The nerves carry electrical signals back to the brain that allow you
to feel sensations. If your body is being hurt in some way, your nerves
signal the brain. Damage to the nerves themselves can cause pain,
tingling, or numbness in the area where the nerve travels. Without
nerve signals, your body would not be able to function.
Paraspinal Muscles
The muscles next to the spine are called the paraspinal muscles.
They support the spine and provide the motor for movement of the spine.
Joints allow flexibility, and muscles allow mobility. There are many
small muscles in the back. Each controls some part of the total movement between the vertebrae
and the rest of the skeleton. These muscles can be directly injured,
such as when you have a pulled muscle or muscle strain. They can also
cause problems indirectly, such as when they are in spasm after injury
to other parts of the spine.
A muscle spasm is experienced when your muscle tightens up and will
not relax. Spasms usually occur as a reflex (meaning that you cannot
control the contraction). When any part of the spine is
injured-including a disc, ligament, bone, or muscle-the muscles
automatically go into spasm to reduce the motion around the area. This
mechanism is designed to protect the injured area.
Muscles that are in spasm produce too much lactic acid, a waste
product from the chemical reaction inside muscle cells. When muscles
contract, the small blood vessels traveling through the muscles are
pinched off (like a tube pinched between your thumb and finger), which
causes a build up of lactic acid. If the muscle cells cannot relax and
too much lactic acid builds up, it causes a painful burning sensation.

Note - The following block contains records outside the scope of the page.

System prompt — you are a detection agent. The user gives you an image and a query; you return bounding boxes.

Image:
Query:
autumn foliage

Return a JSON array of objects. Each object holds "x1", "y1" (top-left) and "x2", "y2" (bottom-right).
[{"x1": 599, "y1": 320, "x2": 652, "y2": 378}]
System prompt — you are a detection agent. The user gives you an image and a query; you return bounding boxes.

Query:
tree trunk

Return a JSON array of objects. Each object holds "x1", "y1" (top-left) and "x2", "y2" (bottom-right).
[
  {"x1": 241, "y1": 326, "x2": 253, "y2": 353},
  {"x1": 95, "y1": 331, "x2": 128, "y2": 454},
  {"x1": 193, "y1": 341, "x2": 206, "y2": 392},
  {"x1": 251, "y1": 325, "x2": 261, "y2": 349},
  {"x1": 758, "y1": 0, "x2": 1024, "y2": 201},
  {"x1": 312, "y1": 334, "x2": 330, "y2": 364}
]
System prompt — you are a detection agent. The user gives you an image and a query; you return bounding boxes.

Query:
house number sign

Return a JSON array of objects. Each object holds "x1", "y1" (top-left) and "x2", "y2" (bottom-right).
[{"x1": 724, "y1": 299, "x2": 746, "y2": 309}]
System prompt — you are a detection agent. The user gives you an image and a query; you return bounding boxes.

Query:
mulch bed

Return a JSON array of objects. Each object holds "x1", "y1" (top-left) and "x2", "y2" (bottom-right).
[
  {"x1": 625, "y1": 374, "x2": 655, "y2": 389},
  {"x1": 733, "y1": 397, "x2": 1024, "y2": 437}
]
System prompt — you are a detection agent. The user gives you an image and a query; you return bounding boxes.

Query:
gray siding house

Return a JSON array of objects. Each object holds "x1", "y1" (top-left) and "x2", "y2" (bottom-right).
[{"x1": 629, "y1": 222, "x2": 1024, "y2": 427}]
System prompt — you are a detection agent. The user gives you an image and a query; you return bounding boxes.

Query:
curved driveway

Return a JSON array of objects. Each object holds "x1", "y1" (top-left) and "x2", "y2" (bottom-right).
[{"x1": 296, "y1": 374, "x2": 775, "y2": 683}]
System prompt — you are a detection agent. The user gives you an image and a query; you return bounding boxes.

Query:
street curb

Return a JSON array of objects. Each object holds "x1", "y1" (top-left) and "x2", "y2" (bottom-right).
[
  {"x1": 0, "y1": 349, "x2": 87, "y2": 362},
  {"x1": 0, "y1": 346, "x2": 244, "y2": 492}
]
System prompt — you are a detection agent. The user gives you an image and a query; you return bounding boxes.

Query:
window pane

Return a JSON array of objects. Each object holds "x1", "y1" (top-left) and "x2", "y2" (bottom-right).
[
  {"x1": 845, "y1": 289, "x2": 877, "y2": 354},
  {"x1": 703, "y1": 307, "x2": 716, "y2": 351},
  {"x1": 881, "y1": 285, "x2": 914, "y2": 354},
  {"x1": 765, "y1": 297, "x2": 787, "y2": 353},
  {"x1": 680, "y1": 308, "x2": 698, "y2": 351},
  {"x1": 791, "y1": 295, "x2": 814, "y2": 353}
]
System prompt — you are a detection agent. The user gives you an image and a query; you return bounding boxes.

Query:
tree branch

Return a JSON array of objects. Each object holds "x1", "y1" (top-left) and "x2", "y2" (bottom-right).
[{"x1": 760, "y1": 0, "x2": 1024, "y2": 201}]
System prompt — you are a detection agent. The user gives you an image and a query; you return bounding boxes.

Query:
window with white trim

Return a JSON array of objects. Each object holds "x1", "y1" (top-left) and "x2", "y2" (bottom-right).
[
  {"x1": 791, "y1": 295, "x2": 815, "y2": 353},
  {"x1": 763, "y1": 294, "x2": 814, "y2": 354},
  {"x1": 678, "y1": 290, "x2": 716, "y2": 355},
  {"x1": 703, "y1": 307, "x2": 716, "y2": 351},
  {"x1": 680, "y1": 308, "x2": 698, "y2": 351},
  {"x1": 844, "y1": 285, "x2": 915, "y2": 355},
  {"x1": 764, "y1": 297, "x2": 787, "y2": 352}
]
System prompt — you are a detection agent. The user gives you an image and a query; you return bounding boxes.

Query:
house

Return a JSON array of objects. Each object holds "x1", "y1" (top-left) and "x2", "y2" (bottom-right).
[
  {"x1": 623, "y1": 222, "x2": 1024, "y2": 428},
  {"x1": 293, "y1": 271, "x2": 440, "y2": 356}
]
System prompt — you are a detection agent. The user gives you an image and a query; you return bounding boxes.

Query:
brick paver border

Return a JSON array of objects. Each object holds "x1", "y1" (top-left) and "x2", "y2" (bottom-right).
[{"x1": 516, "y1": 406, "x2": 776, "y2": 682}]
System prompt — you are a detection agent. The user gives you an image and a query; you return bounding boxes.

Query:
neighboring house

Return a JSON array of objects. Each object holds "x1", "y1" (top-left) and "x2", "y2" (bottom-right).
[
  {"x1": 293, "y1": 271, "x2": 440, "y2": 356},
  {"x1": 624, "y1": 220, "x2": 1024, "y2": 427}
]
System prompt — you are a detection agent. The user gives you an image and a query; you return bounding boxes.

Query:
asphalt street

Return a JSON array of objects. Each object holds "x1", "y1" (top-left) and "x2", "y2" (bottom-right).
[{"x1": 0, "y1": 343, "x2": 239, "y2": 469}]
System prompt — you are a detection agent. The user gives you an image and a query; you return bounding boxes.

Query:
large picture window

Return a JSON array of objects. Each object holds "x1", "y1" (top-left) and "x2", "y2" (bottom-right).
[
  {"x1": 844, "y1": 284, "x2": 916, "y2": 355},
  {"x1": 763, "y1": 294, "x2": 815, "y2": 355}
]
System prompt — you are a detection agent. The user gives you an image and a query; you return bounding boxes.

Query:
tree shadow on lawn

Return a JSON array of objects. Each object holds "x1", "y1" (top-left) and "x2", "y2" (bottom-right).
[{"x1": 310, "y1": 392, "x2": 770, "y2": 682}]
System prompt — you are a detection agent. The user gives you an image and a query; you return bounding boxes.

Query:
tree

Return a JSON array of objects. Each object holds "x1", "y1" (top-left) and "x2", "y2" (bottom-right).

The muscle relaxes as the blood vessels open up, and the lactic acid is
eventually washed away by fresh blood flowing into the muscle.
Spinal Segments
Doctors sometimes look at a spinal segment
to understand and explain how the whole spine works. A spinal segment
is made up of two vertebrae attached together by ligaments, with a soft
disc separating them. The facet joints fit between the two vertebrae,
allowing for movement, and the neural foraminae between the vertebrae
allow space for the nerve roots to travel freely from the spinal cord
to the body. The spinal segment allows physicians to examine the
repeating parts of the spinal column to understand what can go wrong
with the various parts of the spine.